I constantly questioned if I was doing enough for Jesus.
It was sobering to realize I was more concerned with how others perceived me than with loving God with all of my heart, soul and mind. I have known pride's suffocation while being ignorant of the damage it caused. Ignorance is not necessarily bliss.
These symptoms were very subtle in my life, which is why they were so dangerous. They didn’t always surface, and they weren’t always there. God had given me a true love for Himself and a desire to serve those around me. I found real joy in knowing Him and following wherever He led. Yet there were times I felt the nudge of the Holy Spirit, warning me of the pride taking root in my soul. In His great love, He intervened on my behalf.
We love to quote the verse “Pride comes before a fall” (Proverbs 16:18) as something negative, but it can be a great kindness from the Lord to fall.
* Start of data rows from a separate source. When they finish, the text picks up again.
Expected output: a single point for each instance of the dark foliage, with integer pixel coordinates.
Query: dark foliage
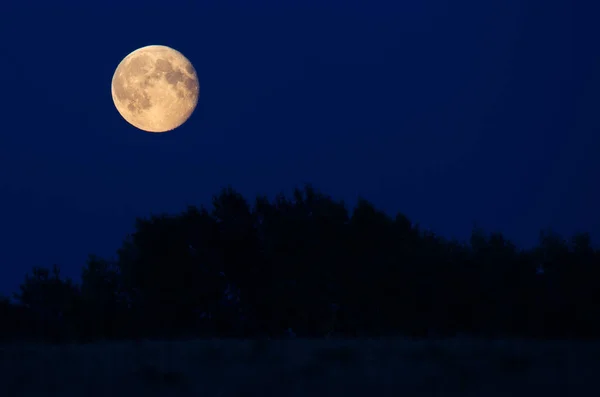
(309, 265)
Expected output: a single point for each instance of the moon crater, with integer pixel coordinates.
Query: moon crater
(155, 88)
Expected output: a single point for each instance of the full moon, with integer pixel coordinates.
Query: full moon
(155, 88)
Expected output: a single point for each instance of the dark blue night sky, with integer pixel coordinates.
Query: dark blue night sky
(452, 112)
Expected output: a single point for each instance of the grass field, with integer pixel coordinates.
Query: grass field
(220, 368)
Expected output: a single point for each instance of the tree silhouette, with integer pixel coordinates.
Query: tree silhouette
(310, 264)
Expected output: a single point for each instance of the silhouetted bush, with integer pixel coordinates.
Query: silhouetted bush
(307, 263)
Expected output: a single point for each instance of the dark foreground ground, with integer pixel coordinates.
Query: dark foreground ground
(222, 368)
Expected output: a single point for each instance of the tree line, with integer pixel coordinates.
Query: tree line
(309, 264)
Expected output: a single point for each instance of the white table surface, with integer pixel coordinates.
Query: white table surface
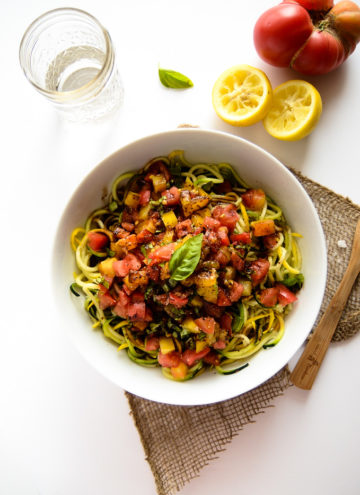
(64, 429)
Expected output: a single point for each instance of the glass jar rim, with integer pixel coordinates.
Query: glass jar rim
(82, 90)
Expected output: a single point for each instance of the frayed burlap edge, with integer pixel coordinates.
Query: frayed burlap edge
(164, 429)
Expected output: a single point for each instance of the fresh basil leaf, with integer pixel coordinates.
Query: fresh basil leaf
(185, 259)
(174, 80)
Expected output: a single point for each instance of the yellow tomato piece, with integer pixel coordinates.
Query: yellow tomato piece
(242, 95)
(295, 110)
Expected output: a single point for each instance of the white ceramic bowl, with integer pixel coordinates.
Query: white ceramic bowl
(259, 169)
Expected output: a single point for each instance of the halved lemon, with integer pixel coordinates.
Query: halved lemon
(242, 95)
(295, 110)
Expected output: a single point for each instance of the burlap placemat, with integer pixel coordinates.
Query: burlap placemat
(164, 429)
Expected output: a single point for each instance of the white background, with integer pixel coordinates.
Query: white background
(65, 430)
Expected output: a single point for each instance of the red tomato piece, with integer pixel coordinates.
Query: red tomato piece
(223, 299)
(183, 228)
(254, 199)
(172, 196)
(190, 357)
(259, 269)
(212, 358)
(227, 215)
(206, 324)
(162, 253)
(97, 241)
(122, 267)
(169, 360)
(237, 262)
(222, 234)
(286, 296)
(235, 291)
(269, 297)
(211, 223)
(243, 238)
(152, 343)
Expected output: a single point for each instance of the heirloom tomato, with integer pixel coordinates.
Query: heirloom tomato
(312, 37)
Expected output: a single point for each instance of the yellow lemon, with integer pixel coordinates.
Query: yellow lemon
(295, 110)
(242, 95)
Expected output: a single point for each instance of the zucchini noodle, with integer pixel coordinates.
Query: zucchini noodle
(229, 305)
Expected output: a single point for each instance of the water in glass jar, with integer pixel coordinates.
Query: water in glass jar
(73, 68)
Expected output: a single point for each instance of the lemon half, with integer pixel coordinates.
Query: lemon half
(295, 110)
(242, 95)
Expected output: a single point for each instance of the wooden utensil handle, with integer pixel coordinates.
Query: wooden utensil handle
(307, 367)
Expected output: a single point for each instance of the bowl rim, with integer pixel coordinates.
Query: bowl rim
(221, 395)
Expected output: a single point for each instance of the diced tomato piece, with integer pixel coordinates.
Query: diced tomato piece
(97, 241)
(223, 236)
(237, 262)
(243, 238)
(144, 237)
(259, 269)
(169, 360)
(136, 311)
(269, 297)
(122, 267)
(225, 322)
(183, 228)
(152, 343)
(190, 357)
(206, 324)
(254, 199)
(178, 300)
(286, 296)
(145, 195)
(270, 241)
(128, 226)
(153, 272)
(223, 188)
(223, 299)
(162, 253)
(106, 300)
(235, 291)
(227, 215)
(223, 256)
(211, 223)
(264, 227)
(172, 196)
(212, 358)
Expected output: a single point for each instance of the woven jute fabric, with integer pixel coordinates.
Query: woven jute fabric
(164, 429)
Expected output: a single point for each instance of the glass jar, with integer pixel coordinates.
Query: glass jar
(68, 56)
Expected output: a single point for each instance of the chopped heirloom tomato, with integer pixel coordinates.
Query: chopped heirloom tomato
(269, 297)
(235, 291)
(286, 296)
(172, 196)
(227, 215)
(97, 241)
(169, 360)
(259, 269)
(254, 199)
(223, 299)
(122, 267)
(243, 238)
(206, 324)
(190, 357)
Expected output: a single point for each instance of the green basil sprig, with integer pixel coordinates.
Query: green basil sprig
(185, 259)
(174, 80)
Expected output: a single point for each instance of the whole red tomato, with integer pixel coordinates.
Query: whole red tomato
(312, 37)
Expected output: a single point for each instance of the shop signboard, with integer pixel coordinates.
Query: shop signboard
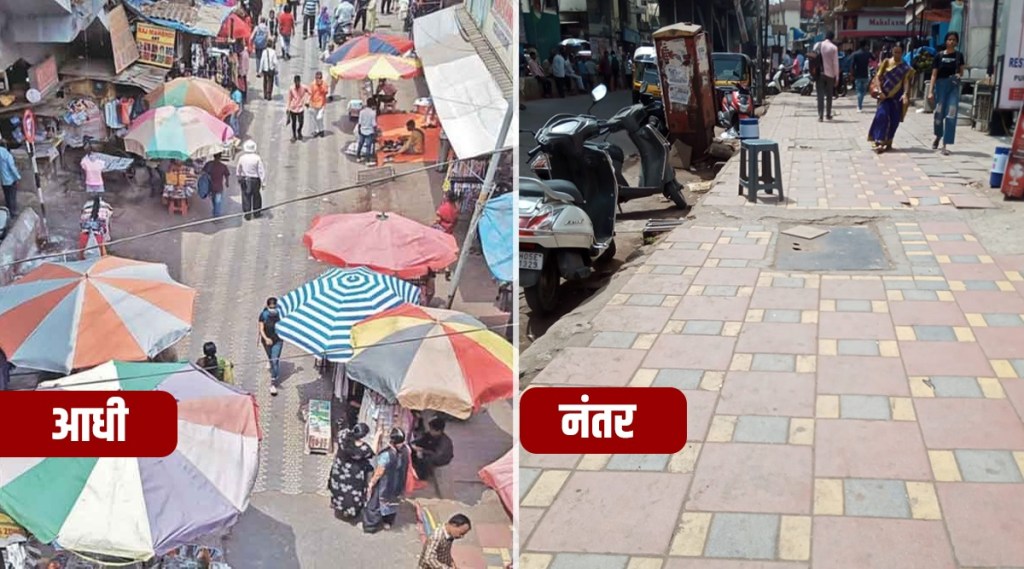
(43, 77)
(1012, 83)
(156, 44)
(125, 50)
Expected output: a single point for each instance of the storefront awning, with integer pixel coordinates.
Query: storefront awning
(469, 100)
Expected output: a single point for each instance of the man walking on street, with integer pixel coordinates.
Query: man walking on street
(827, 54)
(861, 75)
(317, 103)
(271, 343)
(267, 68)
(9, 177)
(219, 175)
(251, 174)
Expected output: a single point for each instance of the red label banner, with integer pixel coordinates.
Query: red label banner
(602, 421)
(89, 424)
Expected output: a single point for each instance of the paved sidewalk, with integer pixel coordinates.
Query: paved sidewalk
(837, 420)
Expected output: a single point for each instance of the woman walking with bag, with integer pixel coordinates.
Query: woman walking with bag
(944, 91)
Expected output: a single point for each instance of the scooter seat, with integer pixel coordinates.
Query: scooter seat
(536, 188)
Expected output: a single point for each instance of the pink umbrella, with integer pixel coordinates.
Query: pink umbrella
(385, 243)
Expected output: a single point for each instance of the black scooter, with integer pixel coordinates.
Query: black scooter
(644, 127)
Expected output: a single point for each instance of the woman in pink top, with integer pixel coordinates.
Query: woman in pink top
(93, 168)
(298, 100)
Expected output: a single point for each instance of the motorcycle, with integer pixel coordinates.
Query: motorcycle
(567, 221)
(736, 103)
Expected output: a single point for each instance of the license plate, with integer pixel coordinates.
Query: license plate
(530, 261)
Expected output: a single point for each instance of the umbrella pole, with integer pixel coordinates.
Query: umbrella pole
(488, 186)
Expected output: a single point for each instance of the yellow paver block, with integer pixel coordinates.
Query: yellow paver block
(593, 462)
(546, 488)
(905, 334)
(802, 431)
(807, 364)
(712, 381)
(976, 320)
(691, 534)
(741, 362)
(684, 461)
(991, 388)
(827, 496)
(795, 537)
(826, 406)
(674, 326)
(902, 408)
(888, 348)
(827, 347)
(924, 501)
(535, 561)
(643, 378)
(644, 563)
(921, 389)
(731, 329)
(722, 427)
(944, 466)
(1004, 368)
(644, 341)
(964, 334)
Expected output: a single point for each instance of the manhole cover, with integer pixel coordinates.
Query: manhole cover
(841, 249)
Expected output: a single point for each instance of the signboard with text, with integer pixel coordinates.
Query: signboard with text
(156, 45)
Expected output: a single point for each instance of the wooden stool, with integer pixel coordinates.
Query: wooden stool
(177, 205)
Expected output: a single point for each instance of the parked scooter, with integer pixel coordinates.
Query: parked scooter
(567, 222)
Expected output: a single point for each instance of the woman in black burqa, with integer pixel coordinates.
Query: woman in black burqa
(349, 473)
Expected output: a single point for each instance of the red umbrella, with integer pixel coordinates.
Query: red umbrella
(385, 243)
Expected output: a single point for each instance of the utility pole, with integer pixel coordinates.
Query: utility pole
(488, 186)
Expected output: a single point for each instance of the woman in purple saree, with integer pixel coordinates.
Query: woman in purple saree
(892, 88)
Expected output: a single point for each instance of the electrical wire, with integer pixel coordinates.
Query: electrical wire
(263, 361)
(197, 223)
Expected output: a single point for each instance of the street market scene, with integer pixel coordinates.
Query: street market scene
(843, 309)
(296, 218)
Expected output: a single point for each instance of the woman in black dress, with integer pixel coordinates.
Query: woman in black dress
(349, 473)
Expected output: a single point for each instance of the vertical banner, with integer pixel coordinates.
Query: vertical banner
(125, 50)
(156, 45)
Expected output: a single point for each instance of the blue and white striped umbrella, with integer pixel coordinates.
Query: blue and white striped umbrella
(318, 316)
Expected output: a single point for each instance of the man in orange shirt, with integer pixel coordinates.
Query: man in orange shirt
(317, 103)
(286, 25)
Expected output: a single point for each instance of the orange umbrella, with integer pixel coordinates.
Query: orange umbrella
(66, 316)
(194, 91)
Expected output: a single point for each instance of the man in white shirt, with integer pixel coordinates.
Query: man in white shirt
(367, 130)
(251, 174)
(825, 86)
(558, 72)
(267, 68)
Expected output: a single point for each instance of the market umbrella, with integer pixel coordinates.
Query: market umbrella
(435, 359)
(318, 316)
(65, 316)
(194, 91)
(377, 67)
(137, 508)
(387, 44)
(176, 133)
(386, 243)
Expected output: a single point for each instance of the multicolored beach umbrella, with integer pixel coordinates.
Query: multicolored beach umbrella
(318, 316)
(194, 91)
(370, 44)
(427, 358)
(138, 508)
(65, 316)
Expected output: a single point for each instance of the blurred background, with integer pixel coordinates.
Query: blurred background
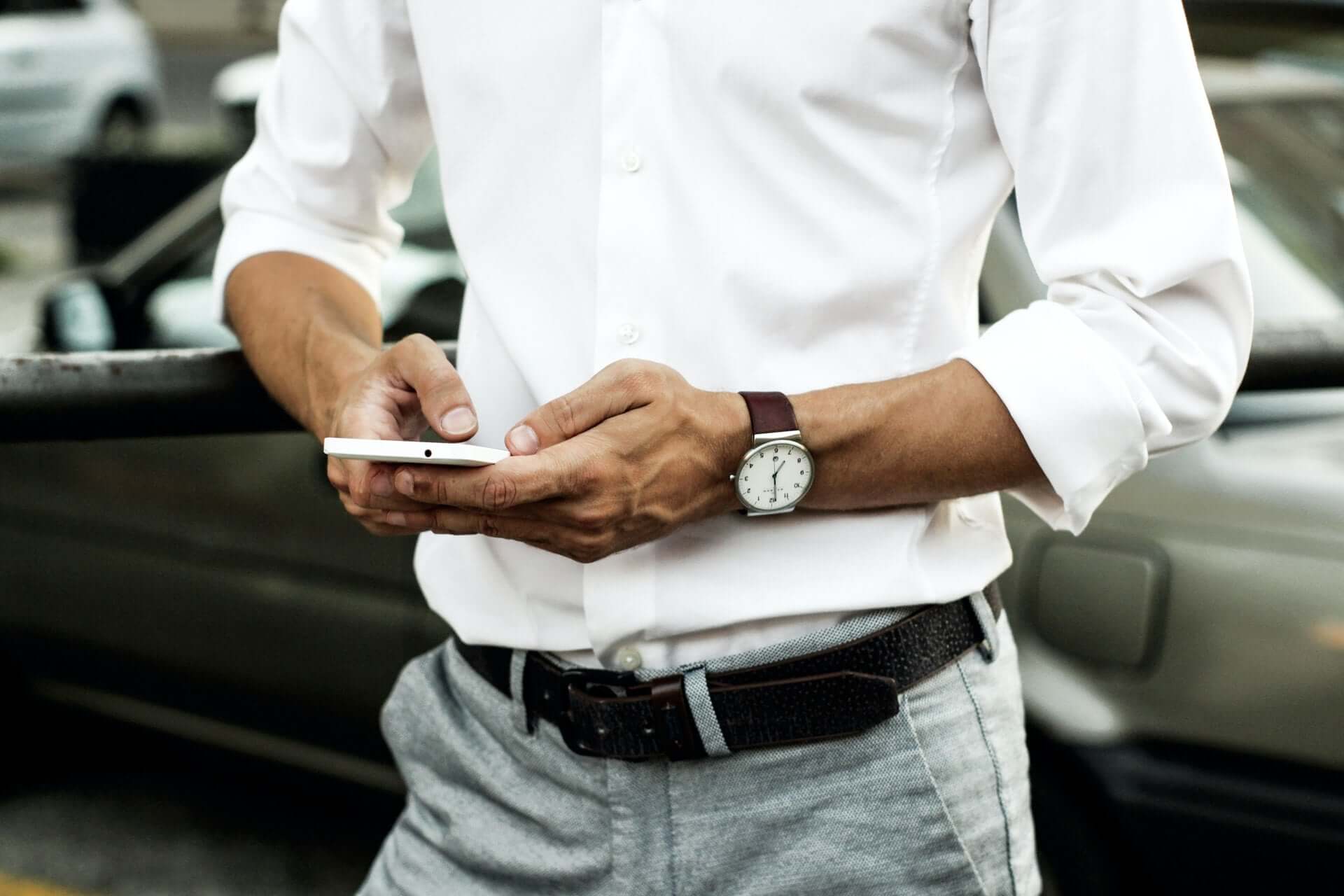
(194, 649)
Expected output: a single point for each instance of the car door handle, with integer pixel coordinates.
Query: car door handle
(22, 58)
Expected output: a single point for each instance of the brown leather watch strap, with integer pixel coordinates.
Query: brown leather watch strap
(771, 413)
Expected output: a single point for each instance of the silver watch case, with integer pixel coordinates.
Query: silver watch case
(793, 440)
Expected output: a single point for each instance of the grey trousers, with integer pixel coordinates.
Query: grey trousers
(932, 801)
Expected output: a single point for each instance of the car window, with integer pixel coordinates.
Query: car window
(15, 7)
(1282, 159)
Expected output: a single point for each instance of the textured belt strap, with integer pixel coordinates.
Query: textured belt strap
(818, 696)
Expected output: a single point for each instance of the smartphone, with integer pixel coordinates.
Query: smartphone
(394, 451)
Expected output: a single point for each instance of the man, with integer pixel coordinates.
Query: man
(664, 203)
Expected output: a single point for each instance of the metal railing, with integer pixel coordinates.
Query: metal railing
(206, 391)
(99, 396)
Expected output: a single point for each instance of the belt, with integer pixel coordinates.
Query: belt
(830, 694)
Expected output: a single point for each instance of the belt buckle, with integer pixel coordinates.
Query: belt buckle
(585, 680)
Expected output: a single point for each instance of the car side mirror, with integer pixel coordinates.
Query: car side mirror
(77, 317)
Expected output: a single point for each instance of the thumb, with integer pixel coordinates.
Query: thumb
(444, 400)
(613, 390)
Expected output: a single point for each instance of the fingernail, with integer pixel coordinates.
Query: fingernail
(522, 440)
(382, 485)
(460, 421)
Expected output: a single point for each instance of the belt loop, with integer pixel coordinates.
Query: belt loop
(702, 710)
(988, 625)
(524, 722)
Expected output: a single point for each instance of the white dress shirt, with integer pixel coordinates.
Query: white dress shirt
(772, 195)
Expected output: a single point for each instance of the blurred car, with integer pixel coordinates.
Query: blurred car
(156, 292)
(1182, 660)
(76, 76)
(235, 90)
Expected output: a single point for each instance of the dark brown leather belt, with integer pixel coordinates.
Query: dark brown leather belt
(818, 696)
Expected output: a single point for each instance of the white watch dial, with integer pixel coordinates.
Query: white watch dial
(774, 476)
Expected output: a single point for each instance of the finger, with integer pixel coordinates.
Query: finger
(379, 514)
(444, 398)
(615, 390)
(369, 485)
(512, 482)
(384, 530)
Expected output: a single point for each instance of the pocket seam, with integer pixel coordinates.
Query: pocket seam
(999, 778)
(937, 790)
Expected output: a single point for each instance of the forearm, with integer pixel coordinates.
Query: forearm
(305, 330)
(932, 435)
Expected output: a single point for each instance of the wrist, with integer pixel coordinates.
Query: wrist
(730, 441)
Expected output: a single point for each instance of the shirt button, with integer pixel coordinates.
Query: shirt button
(967, 516)
(629, 659)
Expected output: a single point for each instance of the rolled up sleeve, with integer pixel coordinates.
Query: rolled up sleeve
(1128, 214)
(342, 128)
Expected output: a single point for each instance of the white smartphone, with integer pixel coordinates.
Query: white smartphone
(394, 451)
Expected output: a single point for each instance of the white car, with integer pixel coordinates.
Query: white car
(74, 76)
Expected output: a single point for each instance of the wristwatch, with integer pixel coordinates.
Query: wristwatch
(778, 469)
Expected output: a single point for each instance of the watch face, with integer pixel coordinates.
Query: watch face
(774, 476)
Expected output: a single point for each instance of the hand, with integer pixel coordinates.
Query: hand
(407, 388)
(625, 458)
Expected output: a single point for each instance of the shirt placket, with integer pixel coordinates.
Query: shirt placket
(619, 592)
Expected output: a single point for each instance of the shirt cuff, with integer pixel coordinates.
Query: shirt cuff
(1073, 398)
(252, 232)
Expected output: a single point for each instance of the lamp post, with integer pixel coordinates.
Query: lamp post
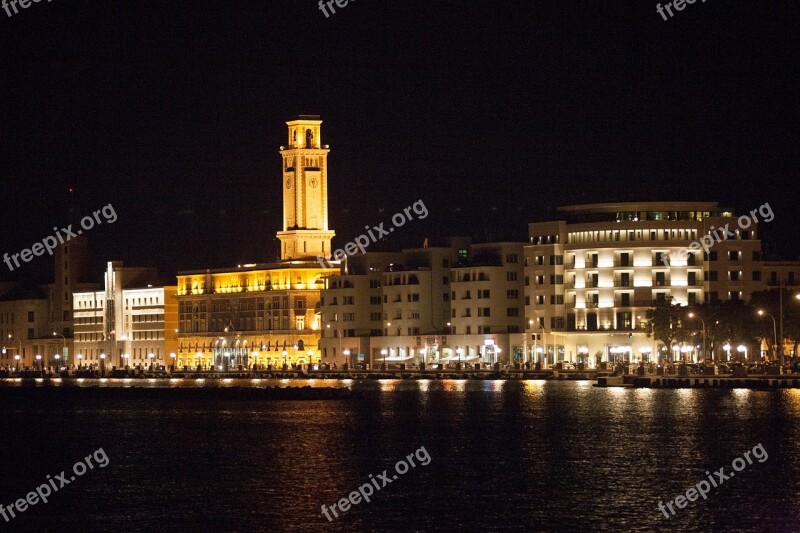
(19, 351)
(693, 315)
(742, 348)
(761, 312)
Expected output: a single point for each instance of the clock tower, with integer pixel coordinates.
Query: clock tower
(305, 192)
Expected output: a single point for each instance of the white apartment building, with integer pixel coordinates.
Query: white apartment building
(132, 322)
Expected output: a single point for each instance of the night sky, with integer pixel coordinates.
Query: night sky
(492, 113)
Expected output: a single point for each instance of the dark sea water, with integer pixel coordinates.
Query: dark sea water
(504, 456)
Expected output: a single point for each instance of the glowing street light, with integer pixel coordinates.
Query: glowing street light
(761, 312)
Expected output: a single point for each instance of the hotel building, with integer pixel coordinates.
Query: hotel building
(267, 313)
(131, 322)
(429, 305)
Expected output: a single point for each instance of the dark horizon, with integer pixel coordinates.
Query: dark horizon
(492, 115)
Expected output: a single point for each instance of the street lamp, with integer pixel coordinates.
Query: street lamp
(727, 347)
(742, 348)
(693, 315)
(65, 346)
(761, 312)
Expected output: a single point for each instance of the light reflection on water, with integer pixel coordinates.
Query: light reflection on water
(506, 455)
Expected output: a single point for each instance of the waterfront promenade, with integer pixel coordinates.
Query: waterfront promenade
(620, 375)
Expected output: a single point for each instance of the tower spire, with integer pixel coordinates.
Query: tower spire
(305, 231)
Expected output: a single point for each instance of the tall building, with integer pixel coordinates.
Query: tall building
(462, 303)
(267, 313)
(132, 321)
(591, 276)
(305, 192)
(36, 322)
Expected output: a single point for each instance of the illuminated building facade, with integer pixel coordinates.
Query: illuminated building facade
(130, 322)
(591, 277)
(267, 313)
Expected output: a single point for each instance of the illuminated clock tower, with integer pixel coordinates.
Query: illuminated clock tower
(305, 192)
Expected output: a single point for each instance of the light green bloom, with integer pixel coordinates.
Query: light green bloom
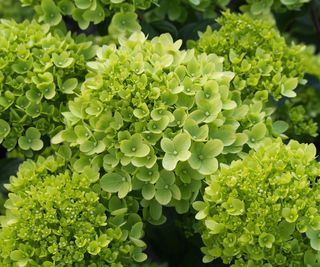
(261, 210)
(58, 216)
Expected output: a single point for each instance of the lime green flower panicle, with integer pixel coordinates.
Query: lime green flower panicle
(161, 119)
(40, 72)
(86, 12)
(263, 210)
(56, 216)
(263, 62)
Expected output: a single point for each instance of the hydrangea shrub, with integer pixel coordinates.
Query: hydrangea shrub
(83, 12)
(56, 216)
(40, 72)
(159, 118)
(264, 210)
(263, 63)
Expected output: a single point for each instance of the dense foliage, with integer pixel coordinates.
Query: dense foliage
(59, 217)
(260, 57)
(40, 72)
(154, 131)
(257, 210)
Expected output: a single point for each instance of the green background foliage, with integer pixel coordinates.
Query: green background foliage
(136, 128)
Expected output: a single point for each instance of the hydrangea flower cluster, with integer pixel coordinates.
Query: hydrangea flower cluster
(83, 12)
(255, 51)
(157, 118)
(258, 211)
(262, 7)
(40, 72)
(56, 216)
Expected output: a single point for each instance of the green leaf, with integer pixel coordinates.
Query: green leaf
(83, 4)
(51, 12)
(148, 191)
(163, 196)
(288, 86)
(4, 129)
(112, 182)
(69, 86)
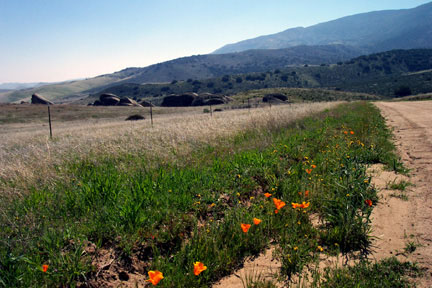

Recently, God allowed me to do so and, in the process, opened my eyes to the illusions of significance I too often had based my life upon.
How did he cure me of these symptoms of snobbery?
He took away the ministries I found worth in. In their absence, I experienced great confusion, anxiety and guilt that I wasn’t “doing” enough.
He allowed me to go through a time of depression. While I don’t think God made me depressed, He used the experience of depression to strip away my self-sufficiency. He exposed my insecurities for what they really were: pride and idolatry.
He allowed me to experience great disappointment and the discouragement that comes with unfulfilled dreams. With every shattered hope, I became more aware that I was more concerned with my agenda than God’s.
God stripped me of my sense of significance, self-sufficiency, and dreams. He broke me. And then I knew what He was doing. He took away everything I thought I needed or wanted in order to show me the one thing I truly need and want. I need Him. I want Him.
God stripped me of my pride and gave me the freedom I have always longed for.
Recovering ministry snob
My name is Sarah, and I am a recovering ministry snob. God stripped me of my pride and gave me the freedom I have always longed for. He freed me to live with true meaning and significance. He is freeing me from myself. He has removed everything that keeps me from seeing the only thing that matters: knowing Him. I have heard Him say:
“Let not the wise man boast in his wisdom, let not the mighty man boast in his might, let not the rich man boast in his riches, but let him who boasts boast in this, that he understands and knows me, that I am the Lord who practices steadfast love, justice, and righteousness in the earth. For in these things I delight,” declares the Lord. (Jeremiah 9:22-24)
By God's mercy, I no longer look for peace in my own abilities to serve Him. Because I have found rest in Christ and Christ alone, I can joyfully serve others without fear of what they think or what I do. My spiritual maturity and worth have nothing to do with me and everything to do with Him. God does not care about my ministry success. What He does care about—deeply—is my walk with Him.
The road of recovery is not easy, and there are days I have relapses. But I’m not alone. God is with me, drawing me further up and further into His riches of true meaning and success.